Slide seven shows our continued progress in driving down capital costs in each program. We've maintained a favorable trend despite generally drilling longer laterals with larger and more complex completion jobs over this timeframe. We expect this trend to continue. We're showing the full year estimated averages in these 2016 numbers, which includes some carrying costs from wells that were drilled in 2015. But based on these trends and our ongoing initiatives, I expect that we're soon going to delivery Eagle Ford and Wolfcamp wells at or below $4 million per well. And in each of these programs, we've seen the benefit of overall service cost declines and improved efficiencies that we've been able enable to capture to-date and that we intend to hold on to long term. Our asset and operating teams have just done a great job of continuing to find ways to reduce well costs across all of our programs. That covers the overall results for the quarter.

Slide eight highlights some of the recent developments and the positive changes that have incurred in our Wolfcamp asset.
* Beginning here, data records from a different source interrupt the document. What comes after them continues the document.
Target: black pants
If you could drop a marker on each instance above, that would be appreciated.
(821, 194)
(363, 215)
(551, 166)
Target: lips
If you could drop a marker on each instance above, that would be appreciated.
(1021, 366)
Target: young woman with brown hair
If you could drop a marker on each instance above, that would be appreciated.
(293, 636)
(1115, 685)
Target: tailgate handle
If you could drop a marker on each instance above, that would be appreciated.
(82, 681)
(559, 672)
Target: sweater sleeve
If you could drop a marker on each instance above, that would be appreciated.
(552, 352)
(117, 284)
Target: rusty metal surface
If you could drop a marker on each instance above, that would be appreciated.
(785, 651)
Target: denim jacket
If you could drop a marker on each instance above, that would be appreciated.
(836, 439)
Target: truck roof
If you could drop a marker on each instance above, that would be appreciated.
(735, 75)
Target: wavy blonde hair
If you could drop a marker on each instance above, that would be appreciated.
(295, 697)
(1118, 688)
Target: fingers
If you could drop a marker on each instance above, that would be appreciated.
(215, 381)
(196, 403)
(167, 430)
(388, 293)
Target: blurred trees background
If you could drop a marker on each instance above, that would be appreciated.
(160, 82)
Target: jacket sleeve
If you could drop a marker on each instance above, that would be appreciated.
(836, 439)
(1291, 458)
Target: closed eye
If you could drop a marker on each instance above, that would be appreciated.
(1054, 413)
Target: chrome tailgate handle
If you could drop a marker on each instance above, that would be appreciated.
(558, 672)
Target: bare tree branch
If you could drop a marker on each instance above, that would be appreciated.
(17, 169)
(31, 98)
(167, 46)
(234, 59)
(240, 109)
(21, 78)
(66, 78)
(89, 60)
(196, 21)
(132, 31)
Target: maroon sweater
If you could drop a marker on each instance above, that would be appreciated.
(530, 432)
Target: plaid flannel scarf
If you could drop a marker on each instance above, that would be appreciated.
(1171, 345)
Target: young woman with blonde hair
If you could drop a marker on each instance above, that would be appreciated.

We've always believed that our Wolfcamp is a great asset. We've been developing this program for several years now; we've learned great deal and we've recently improved on many of the value drivers.
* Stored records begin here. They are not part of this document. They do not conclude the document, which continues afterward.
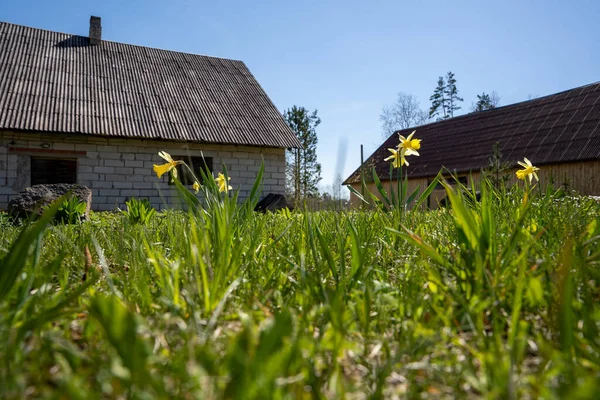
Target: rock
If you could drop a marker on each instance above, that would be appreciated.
(272, 202)
(34, 198)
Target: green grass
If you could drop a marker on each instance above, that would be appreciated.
(496, 299)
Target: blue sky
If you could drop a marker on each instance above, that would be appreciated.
(349, 58)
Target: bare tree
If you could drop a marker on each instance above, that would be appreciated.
(403, 114)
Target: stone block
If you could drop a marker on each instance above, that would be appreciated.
(130, 193)
(104, 170)
(113, 163)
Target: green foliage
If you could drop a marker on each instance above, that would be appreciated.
(486, 102)
(496, 298)
(445, 99)
(303, 170)
(497, 169)
(71, 210)
(139, 211)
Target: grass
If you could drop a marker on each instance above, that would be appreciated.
(494, 299)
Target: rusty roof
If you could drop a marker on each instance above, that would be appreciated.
(56, 82)
(560, 128)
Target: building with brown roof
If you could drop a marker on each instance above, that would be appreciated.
(77, 109)
(559, 133)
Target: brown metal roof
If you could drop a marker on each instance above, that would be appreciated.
(55, 82)
(563, 127)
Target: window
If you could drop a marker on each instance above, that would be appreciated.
(451, 181)
(195, 163)
(53, 170)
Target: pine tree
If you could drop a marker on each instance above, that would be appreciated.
(445, 99)
(303, 171)
(486, 102)
(451, 93)
(439, 103)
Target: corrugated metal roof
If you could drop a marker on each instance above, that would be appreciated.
(55, 82)
(563, 127)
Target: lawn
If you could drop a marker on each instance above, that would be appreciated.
(496, 298)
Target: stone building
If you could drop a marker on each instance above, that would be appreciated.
(76, 109)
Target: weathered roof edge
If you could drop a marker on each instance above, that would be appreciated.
(354, 177)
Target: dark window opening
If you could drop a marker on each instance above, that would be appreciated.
(53, 170)
(196, 163)
(451, 181)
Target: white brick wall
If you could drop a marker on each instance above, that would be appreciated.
(118, 169)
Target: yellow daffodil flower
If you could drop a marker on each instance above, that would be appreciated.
(222, 184)
(527, 171)
(170, 165)
(398, 157)
(410, 145)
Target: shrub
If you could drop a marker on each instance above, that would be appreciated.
(139, 211)
(70, 211)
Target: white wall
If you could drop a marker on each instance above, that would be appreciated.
(118, 169)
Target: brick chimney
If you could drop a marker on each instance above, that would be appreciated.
(95, 30)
So, we plan to spend some time on the call today updating on this evolving story. Our technical teams continue to advance our knowledge of the asset and our database now incorporates all the drilling, completion, reservoir production and seismic data over four counties. And that really allows us to refine our drilling plans with very specific landing targets – landing zone targets.

We operate in the southern portion of the Permian and we enjoy some of the lowest well and operating costs in the entire Basin. We've continued to improve well performance and we're now averaging EURs over 600,000 barrel equivalents per well. And we're not done with optimizing our drilling and completion designs as you'll hear from Clay in a minute.

We're also continuing to expand the development west into Reagan County. And as I mentioned, all of these well performance and cost improvements coupled with the recent UL deal have improved the economics and lower price environments. So we now estimate breakeven oil prices at approximately $32 a barrel, and before tax returns of almost 40% assume in a flat $55 WTI price.

What that means for us long-term is because we've significantly improved the Wolfcamp asset value, we now have the ability to invest strategically long-term through cycles in the program.

So with that as an introduction to the Wolfcamp, I'll hand off to Clay to provide a deeper dive into asset. Clay?

Clayton A. Carrell - Chief Operating Officer & Executive Vice President

Thanks, Brent. As Brent mentioned, we are very excited about the continued improvement in the Wolfcamp asset. In the next few slides I'm going to share some of the steps that drove the significant value enhancement, we've realized over the last 6 months to 12 months.

On slide nine, I'm going to start with the amendment to the development agreement that we negotiated with our lessor in the Wolfcamp, the University Lands System. The amendment represents a true win-win for both parties as it allows us the flexibility to extend the leasehold timeframe out to the end of year 2021 and improves our well returns with a reduced royalty burden in the current price environment.

We created a sliding scale royalty framework that adjusts royalty burdens at certain WTI oil prices, and in exchange for this, we increased our annual well completion requirements in 2016, 2017 and 2018 to 34, 55 and 55 wells per year, respectively. 2016 represents a prorated number. The execution of this amendment served as a catalyst for us to restart the Wolfcamp program and we expect to continue to shift capital and activities here during the second half of the year.

Slide 10 illustrates some of the tools we used to continuously advance our technical understanding of the asset. It starts with our dynamic earth model, which helps us to progress our subsurface knowledge of the Wolfcamp Shale. The earth model incorporates reservoir and petrophysical properties such as oil and water saturation, porosity, organic content and ultimately provides a quality assessment of the amount of oil in place in each benches of the Wolfcamp across the average position. In addition, we incorporate mechanical properties, such as max and min stress, Young's modulus and Poisson's ratio to help us understand the rock competency, the lithology of an area and the brittleness of the rock.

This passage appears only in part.